Seorang wanita paruh baya menyapa dari balik pintu. Frada menduga itu adalah pemilik kediaman ini.
"Bunda."
Itu ibu Yumna? Jadi Yumna dan Fandhi adalah kakak-adik? Mereka bersaudara? Lantas apakah lelaki tadi adalah adiknya Noval? Mengingat perawakannya masih lebih muda. Tapi, apakah mungkin rumah seseorang yang dihormati keluarga Adam sesederhana ini? Apa mungkin keluarganya itu suka kesederhanaan dan enggan menampilkan kekayaannya.
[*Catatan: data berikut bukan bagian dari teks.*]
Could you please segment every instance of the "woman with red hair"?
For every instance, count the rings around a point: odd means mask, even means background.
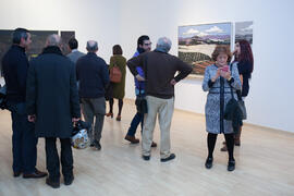
[[[240,40],[235,45],[234,62],[237,64],[237,70],[242,83],[242,90],[237,91],[238,98],[245,100],[249,93],[249,78],[252,78],[252,73],[254,70],[254,58],[250,44],[247,40]],[[235,146],[240,146],[240,137],[241,137],[242,126],[240,126],[238,134],[235,135]],[[221,151],[226,151],[225,142],[224,146],[221,148]]]

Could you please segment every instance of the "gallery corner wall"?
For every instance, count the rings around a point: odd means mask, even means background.
[[[120,39],[127,58],[135,52],[136,39],[143,34],[150,36],[152,48],[159,37],[170,37],[171,53],[177,56],[179,26],[253,21],[255,69],[245,101],[246,123],[294,132],[294,1],[126,0],[121,7]],[[128,72],[128,98],[134,98],[133,83]],[[184,79],[175,87],[175,108],[204,114],[206,95],[201,79]]]

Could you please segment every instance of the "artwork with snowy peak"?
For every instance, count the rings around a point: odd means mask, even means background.
[[[253,21],[235,23],[235,42],[242,39],[253,45]]]
[[[180,26],[177,34],[179,58],[192,64],[194,75],[204,75],[213,63],[211,53],[217,45],[231,45],[232,24],[213,23]]]

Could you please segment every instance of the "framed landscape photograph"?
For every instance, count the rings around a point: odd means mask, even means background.
[[[75,37],[75,32],[60,32],[60,37],[62,40],[61,51],[64,56],[66,56],[71,52],[69,49],[69,40]]]
[[[242,39],[253,45],[253,21],[235,23],[235,42]]]
[[[231,23],[179,26],[179,58],[193,66],[192,75],[203,76],[206,66],[213,63],[216,46],[230,46],[231,35]]]

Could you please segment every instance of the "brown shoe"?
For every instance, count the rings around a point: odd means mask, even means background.
[[[23,177],[24,179],[40,179],[40,177],[45,177],[47,175],[46,172],[41,172],[39,170],[35,170],[35,172],[33,173],[24,173]]]
[[[113,118],[113,113],[108,112],[108,113],[106,113],[106,117],[111,117],[111,119],[112,119]]]
[[[131,144],[138,144],[139,139],[137,139],[135,136],[126,135],[124,137],[125,140],[128,140]]]
[[[221,151],[228,151],[226,145],[221,148]]]

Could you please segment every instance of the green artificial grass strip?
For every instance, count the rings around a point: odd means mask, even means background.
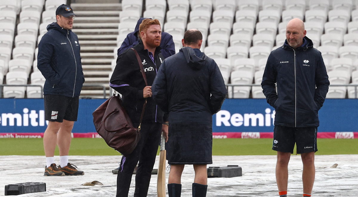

Karena jika berhasil diundang dan dan dihormati di keluarga Adam, berarti orang itu bukan orang sembarang.
"Apakah ini anak yang kamu maksud, Fand?"
"Benar, Bund. Bisakan dia tinggal bersama kita selama beberapa hari?"
Hah? Tinggal bersama mereka? Berarti Frada akan menumpang di rumah mereka selama beberapa waktu? Ah, sepertinya itu jalan terbaik untuk saat ini. Yah, meskipun itu berarti Frada harus berutang budi sekali lagi. Tapi, Frada janji. Frada akan membayarnya kelak.
"Nama saya Frada Aurelia, Tante." Frada berinisiatif memberikan salam perkenalan. Bagaimanapun ia harus berlakuk sopan karena ingin menumpang.
"Namamu sangat cantik sepertimu. Oh iya, jangan panggil tante. Panggil saja Bunda seperti Afandhi dan Yumna. Kamu juga akan tinggal beberapa hari di sini kan? jangan terlalu sungkan."
Wanita itu teramat lembut. Dia meraih tangan Frada lalu membimbingnya masuk. Frada tak mengerti, mengapa sebegitu mudanhnya mereka memasukkan orang asing ke dalam rumah? Apakah bagi mereka Frada bukanlah suatu yang harus diwaspadai? Atau … mungkinkah mereka menganggap Frada bagian dari keluargnya.
Ah, mana mungkin. Tidak akan ada orang yang menerima Frada. Si anak haram keluarga Adam. Sebuah Aib yang mestinya terkubur.
Mereka berhenti pada sebuah bilik. Frada disuruh berbaring di sana. Kamar ini tak terlalu luas. Namun cukup nyaman untuk dihuni. "Kamu masih sangat pucat. Istirahatlah. Bunda akan menyiapkan bubur."
Wanita itu tersenyum dan bangkit pergi. Sepertinya benar-benar akan membuatkannya bubur. Mengapa ada manusia sebaik dia? Fandhi dan Yumna juga. Mengapa mereka begitu baik?
Namun ada setitik ketakutan, bagaimana jika kebaikan itu hanya demi menuntut sebuah imbalan? Ugh, Frada tak mengerti. Pikirannya terlalu buyar. Sebaiknya ia mengikuti kata wanita itu. istirahat dan tidur. Ia perlu memulihkan diri.